Safety Considerations
- Drug Interactions: A total of 266 potential drug interactions are recorded in the DDI database. All listed interactions were classified as “Unknown” severity, indicating interaction significance has not been definitively quantified. Key interaction pairs flagged include: Cimetidine (may elevate desloratadine plasma levels via CYP3A4/P-gp inhibition, an effect documented for the parent drug loratadine), Erythromycin and azole antifungals (class-level concern for this antihistamine), and a broad range of CNS-active and cardiovascular agents. A structured interaction review is recommended before use in polypharmacy patients.

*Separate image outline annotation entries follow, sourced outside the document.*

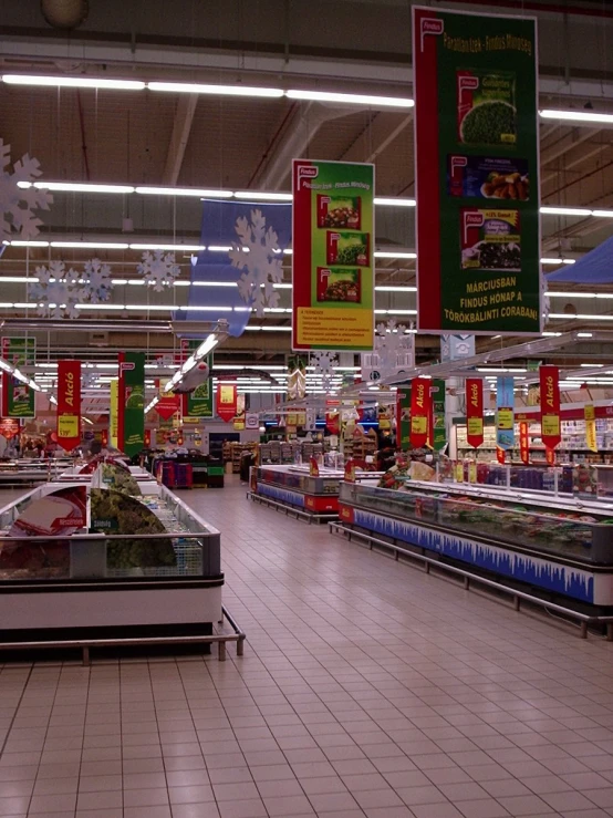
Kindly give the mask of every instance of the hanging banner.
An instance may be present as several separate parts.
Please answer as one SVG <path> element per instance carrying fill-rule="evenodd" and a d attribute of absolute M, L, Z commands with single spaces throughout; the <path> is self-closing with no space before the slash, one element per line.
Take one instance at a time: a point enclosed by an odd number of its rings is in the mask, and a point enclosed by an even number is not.
<path fill-rule="evenodd" d="M 374 165 L 293 161 L 292 349 L 372 350 Z"/>
<path fill-rule="evenodd" d="M 598 452 L 596 413 L 591 403 L 585 404 L 583 407 L 583 414 L 585 416 L 585 446 L 590 452 Z"/>
<path fill-rule="evenodd" d="M 117 439 L 117 424 L 118 424 L 118 398 L 120 398 L 120 382 L 116 377 L 111 381 L 111 408 L 108 412 L 108 435 L 111 438 L 111 446 L 113 448 L 120 448 Z"/>
<path fill-rule="evenodd" d="M 430 414 L 429 377 L 414 377 L 411 382 L 411 432 L 408 435 L 414 448 L 425 446 L 428 439 L 428 417 Z"/>
<path fill-rule="evenodd" d="M 562 439 L 558 366 L 541 366 L 539 380 L 541 385 L 541 439 L 544 446 L 555 448 Z"/>
<path fill-rule="evenodd" d="M 413 7 L 420 332 L 541 331 L 537 23 Z"/>
<path fill-rule="evenodd" d="M 145 353 L 125 352 L 120 372 L 124 392 L 122 402 L 120 384 L 120 428 L 123 414 L 124 435 L 122 451 L 133 457 L 145 445 Z"/>
<path fill-rule="evenodd" d="M 480 377 L 466 379 L 466 439 L 474 448 L 484 442 L 484 382 Z"/>
<path fill-rule="evenodd" d="M 515 443 L 513 379 L 498 377 L 496 392 L 496 445 L 512 448 Z"/>
<path fill-rule="evenodd" d="M 530 463 L 530 438 L 528 436 L 528 423 L 521 421 L 519 424 L 519 456 L 524 466 Z"/>
<path fill-rule="evenodd" d="M 398 386 L 396 393 L 396 437 L 402 452 L 411 448 L 411 386 Z"/>
<path fill-rule="evenodd" d="M 81 442 L 81 361 L 58 362 L 58 443 L 71 452 Z"/>
<path fill-rule="evenodd" d="M 237 413 L 237 387 L 233 383 L 217 384 L 217 414 L 225 422 L 233 421 Z"/>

For complete warnings, contraindications, and special population guidance (pregnancy, paediatrics, renal/hepatic impairment), please refer to the approved international package inserts (e.g., US FDA label for Clarinex® or EMA SmPC for Aerius®), as formal CDSCO label data was not available in this evidence pack.
Conclusion and Next Steps
Decision: Proceed with Guardrails
Rationale: Two completed Phase 4 randomized placebo-controlled trials (NCT01444196, NCT00600847) and a third head-to-head Phase 4 study (NCT01940393) directly evaluate desloratadine in acquired cold urticaria, supported by two independent RCTs in the published literature (PMID 19201016; PMID 22242678) demonstrating objective, dose-dependent improvement in critical temperature thresholds. The mechanistic rationale is among the strongest possible for any drug-disease repurposing pair: histamine is the primary mediator in ACU, and desloratadine’s primary pharmacological action is peripheral H1 blockade. Evidence quality meets L1 criteria.

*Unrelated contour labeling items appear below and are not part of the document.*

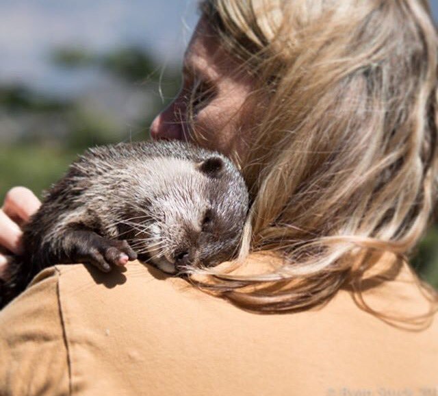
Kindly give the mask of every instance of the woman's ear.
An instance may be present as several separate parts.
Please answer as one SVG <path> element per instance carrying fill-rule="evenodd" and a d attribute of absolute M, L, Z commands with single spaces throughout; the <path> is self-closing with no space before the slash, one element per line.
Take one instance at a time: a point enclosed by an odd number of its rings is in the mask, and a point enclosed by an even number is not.
<path fill-rule="evenodd" d="M 195 167 L 209 177 L 219 177 L 225 167 L 225 163 L 220 157 L 210 157 L 196 164 Z"/>

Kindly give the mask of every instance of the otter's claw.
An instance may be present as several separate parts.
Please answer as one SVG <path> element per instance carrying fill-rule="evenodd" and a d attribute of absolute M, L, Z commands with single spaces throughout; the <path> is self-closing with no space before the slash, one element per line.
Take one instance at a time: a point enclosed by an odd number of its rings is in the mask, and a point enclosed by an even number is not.
<path fill-rule="evenodd" d="M 91 231 L 75 231 L 70 234 L 75 245 L 70 258 L 74 262 L 89 262 L 104 272 L 112 265 L 123 266 L 137 258 L 126 240 L 107 239 Z"/>

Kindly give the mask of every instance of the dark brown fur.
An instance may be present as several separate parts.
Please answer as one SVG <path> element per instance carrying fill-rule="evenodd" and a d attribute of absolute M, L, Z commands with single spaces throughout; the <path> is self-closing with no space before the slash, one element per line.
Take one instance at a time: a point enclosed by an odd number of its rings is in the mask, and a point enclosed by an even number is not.
<path fill-rule="evenodd" d="M 229 259 L 248 205 L 241 175 L 218 153 L 179 142 L 88 150 L 25 225 L 25 253 L 0 285 L 0 307 L 58 263 L 108 271 L 126 255 L 183 273 Z"/>

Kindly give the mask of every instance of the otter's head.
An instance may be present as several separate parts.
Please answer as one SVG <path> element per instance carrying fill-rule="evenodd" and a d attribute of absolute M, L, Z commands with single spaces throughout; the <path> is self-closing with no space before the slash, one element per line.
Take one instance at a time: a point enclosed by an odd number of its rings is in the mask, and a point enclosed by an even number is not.
<path fill-rule="evenodd" d="M 244 180 L 227 158 L 172 159 L 150 203 L 150 262 L 169 273 L 211 266 L 237 252 L 248 206 Z M 162 165 L 163 164 L 162 163 Z M 164 165 L 166 168 L 166 165 Z"/>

To proceed, the following is needed:
- Regulatory pathway for India: Desloratadine has zero registrations in India; a full CDSCO New Drug Application (NDA) or import license application is required before any clinical or commercial activity
- Label safety documentation: Download and parse the official international SmPC/USPI to extract formal contraindications, warnings, special population restrictions, and pregnancy category — currently absent from this evidence pack
- Dose optimisation protocol: Clinical evidence supports 20 mg as superior to the standard 5 mg in ACU; a protocol specifying initial dose, escalation triggers, and monitoring intervals should be formalised before any clinical application
- DDI risk stratification: Review and clinically categorise the 266 recorded drug interactions — particularly for CYP3A4/P-gp inhibitors (azoles, macrolides, cimetidine) — to define contraindicated combinations and monitoring requirements
- Formal MOA documentation: Obtain structured mechanism-of-action data from DrugBank (DB00967) to complete regulatory submission dossier requirements
Disclaimer
This content is for research purposes only and does not constitute medical advice. Clinical validation is required before any clinical application.